Selecting a clinical supervisor is much like selecting a therapist. It is important to find someone who matches your professional value set, has experience with the population you’d like to work with, and has an understanding of how ethical standards and state regulations apply to clinical practice. When exploring a good fit for a clinical supervisor consider the following:
Vermont Clinical Supervision
Current State Regulations:
- A clinical supervisor must have been practicing for a minimum of 3 years with an unencumbered license
Recommendations from Vermont Counseling Network:
- Clinical supervision is a specialty area and most states require advance training and credentialing. Vermont does not require these for clinical supervisors. However, it is best practice to not practice outside of our area of competence. Does your clinical supervisor participate in ongoing training?
- It is best practice to have a contract for supervision. A contract should outline how you will be supervised and assessed, what the expectations are for the supervisor and supervisee, and fee structure for supervision. Additionally there should be information about how to reach your supervisor in an emergency situation, and what to do when they are not available.
- If you choose to do supervised billing under the same supervisor, there should be a separate contract or section within your contract with regards to supervised billing. It is strongly encouraged that you familiarize yourself with Vermont Rules of the Board of Allied Mental Health Practitioners Rule 3.20(b) and (c). How does the supervisor navigate this? According to this regulation, it is not appropriate to charge a license use fee to a supervisee to bill insurance. In an email Lauren Layman, OPR Attorney states, “Rule 3.20(b) and (c) of the Vermont Rules of the Board of Allied Mental Health Practitioners prohibit supervisors from personally financially gaining from the practice of the supervisee. This does not mean that the supervisor may not bill for these services. It does mean that any compensation the supervisor receives for providing supervision services must be independent of the amount, quality, and timing of the supervisee’s practice and the reimbursement received for that practice. For example, a supervisor may bill for the supervisee’s services and pass the full reimbursement received through to the supervisee. The supervisor could then receive a set, flat fee for providing supervision services.”
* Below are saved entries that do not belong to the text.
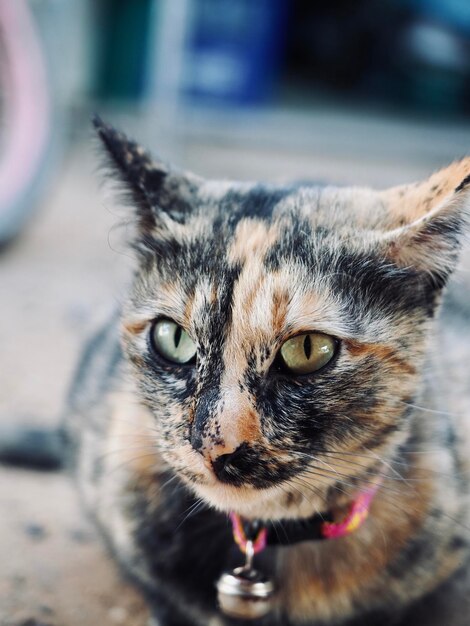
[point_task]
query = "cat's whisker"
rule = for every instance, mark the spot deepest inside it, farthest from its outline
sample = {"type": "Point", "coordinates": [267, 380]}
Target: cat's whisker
{"type": "Point", "coordinates": [427, 410]}
{"type": "Point", "coordinates": [191, 511]}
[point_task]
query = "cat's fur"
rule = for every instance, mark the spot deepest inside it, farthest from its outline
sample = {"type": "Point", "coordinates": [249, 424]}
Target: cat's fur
{"type": "Point", "coordinates": [243, 267]}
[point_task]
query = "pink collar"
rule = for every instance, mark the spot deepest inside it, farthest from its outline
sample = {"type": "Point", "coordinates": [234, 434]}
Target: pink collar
{"type": "Point", "coordinates": [262, 534]}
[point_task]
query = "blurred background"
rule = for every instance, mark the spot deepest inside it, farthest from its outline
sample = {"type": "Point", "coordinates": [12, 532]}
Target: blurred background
{"type": "Point", "coordinates": [372, 92]}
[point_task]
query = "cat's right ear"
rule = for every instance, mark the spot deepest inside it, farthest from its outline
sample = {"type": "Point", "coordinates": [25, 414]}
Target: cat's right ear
{"type": "Point", "coordinates": [160, 195]}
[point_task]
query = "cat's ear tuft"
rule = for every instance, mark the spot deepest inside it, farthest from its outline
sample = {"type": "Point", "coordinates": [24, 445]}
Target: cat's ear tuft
{"type": "Point", "coordinates": [433, 217]}
{"type": "Point", "coordinates": [157, 191]}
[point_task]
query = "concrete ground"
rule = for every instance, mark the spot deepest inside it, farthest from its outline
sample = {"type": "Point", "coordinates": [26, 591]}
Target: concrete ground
{"type": "Point", "coordinates": [68, 268]}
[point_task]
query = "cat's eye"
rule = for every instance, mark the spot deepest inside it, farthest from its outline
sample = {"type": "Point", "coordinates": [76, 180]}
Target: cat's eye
{"type": "Point", "coordinates": [307, 353]}
{"type": "Point", "coordinates": [172, 342]}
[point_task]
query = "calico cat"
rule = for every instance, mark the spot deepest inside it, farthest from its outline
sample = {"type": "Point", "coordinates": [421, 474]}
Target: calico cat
{"type": "Point", "coordinates": [283, 353]}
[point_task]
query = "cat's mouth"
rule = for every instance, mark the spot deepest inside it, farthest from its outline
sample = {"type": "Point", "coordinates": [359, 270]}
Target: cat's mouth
{"type": "Point", "coordinates": [270, 503]}
{"type": "Point", "coordinates": [281, 498]}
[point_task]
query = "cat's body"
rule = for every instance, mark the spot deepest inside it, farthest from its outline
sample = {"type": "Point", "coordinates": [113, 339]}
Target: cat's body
{"type": "Point", "coordinates": [243, 268]}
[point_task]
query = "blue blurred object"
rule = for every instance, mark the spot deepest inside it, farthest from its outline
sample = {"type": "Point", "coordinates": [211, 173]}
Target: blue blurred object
{"type": "Point", "coordinates": [234, 49]}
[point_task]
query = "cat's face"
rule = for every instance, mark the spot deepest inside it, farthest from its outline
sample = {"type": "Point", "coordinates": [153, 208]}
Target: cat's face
{"type": "Point", "coordinates": [278, 334]}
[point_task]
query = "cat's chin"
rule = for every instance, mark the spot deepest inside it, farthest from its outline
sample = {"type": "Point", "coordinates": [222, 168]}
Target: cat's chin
{"type": "Point", "coordinates": [272, 503]}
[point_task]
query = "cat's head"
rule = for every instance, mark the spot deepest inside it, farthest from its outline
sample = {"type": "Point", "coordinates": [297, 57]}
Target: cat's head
{"type": "Point", "coordinates": [278, 333]}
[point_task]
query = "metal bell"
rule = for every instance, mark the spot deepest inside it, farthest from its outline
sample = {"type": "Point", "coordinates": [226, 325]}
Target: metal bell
{"type": "Point", "coordinates": [245, 593]}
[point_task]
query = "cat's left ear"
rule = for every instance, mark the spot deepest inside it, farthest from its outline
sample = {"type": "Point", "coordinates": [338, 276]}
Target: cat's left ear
{"type": "Point", "coordinates": [160, 194]}
{"type": "Point", "coordinates": [428, 221]}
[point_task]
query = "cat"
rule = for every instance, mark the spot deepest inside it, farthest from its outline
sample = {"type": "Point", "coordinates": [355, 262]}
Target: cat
{"type": "Point", "coordinates": [284, 351]}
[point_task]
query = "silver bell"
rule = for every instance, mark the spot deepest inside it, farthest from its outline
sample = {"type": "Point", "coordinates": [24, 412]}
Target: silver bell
{"type": "Point", "coordinates": [245, 593]}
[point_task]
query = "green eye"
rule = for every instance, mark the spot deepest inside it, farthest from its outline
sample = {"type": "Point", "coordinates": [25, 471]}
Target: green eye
{"type": "Point", "coordinates": [307, 353]}
{"type": "Point", "coordinates": [172, 342]}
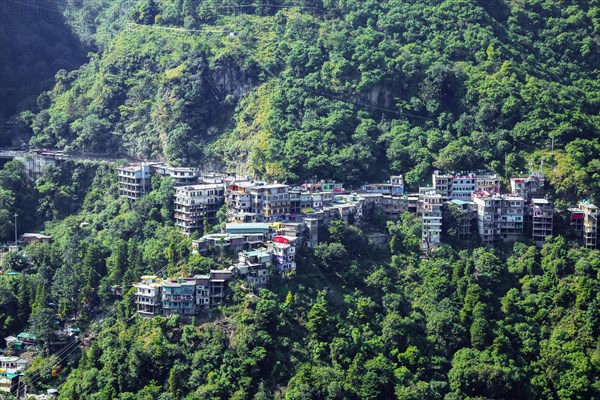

- It is recommended there be a cap on the number of clients a pre-licensed clinician will be able to treat at one time. It is also best to have an understanding of how many supervisees the potential supervisor supports at a time, and if they maintain their own caseload of clients.
Where do I find a clinical supervisor? Vermont Counseling Network is working on building a directory for finding a supervisor. We will send updates as this develops.
What do I do if my supervisor is not practicing in accordance with Vermont statutes? This question comes up quite frequently. First step is to talk to your supervisor about your concerns. It is recommended that you document these questions in email as well, when there is a difference in opinion on interpretation so that you both have proper documentation. If you still feel as though your supervisor is not practicing in accordance with the current state statutes, you may file a report with OPR online.
Since the regulations related to clinical supervision are vague it can be challenging to a newly trained therapist to determine who is a good fit. Additionally, as you develop your skills and interests you may want to switch to a clinical supervisor who offers more specialized supervision. I would also consider asking, “what happens if I decide I want to switch supervisors once I become established in my practice? What are the supervisors' policies around transitioning to a new supervisor?” Ultimately, clinical supervision is another huge investment in your career and professional growth. Investing in quality supervision that prepares you for independent licensure pays big dividends in the future.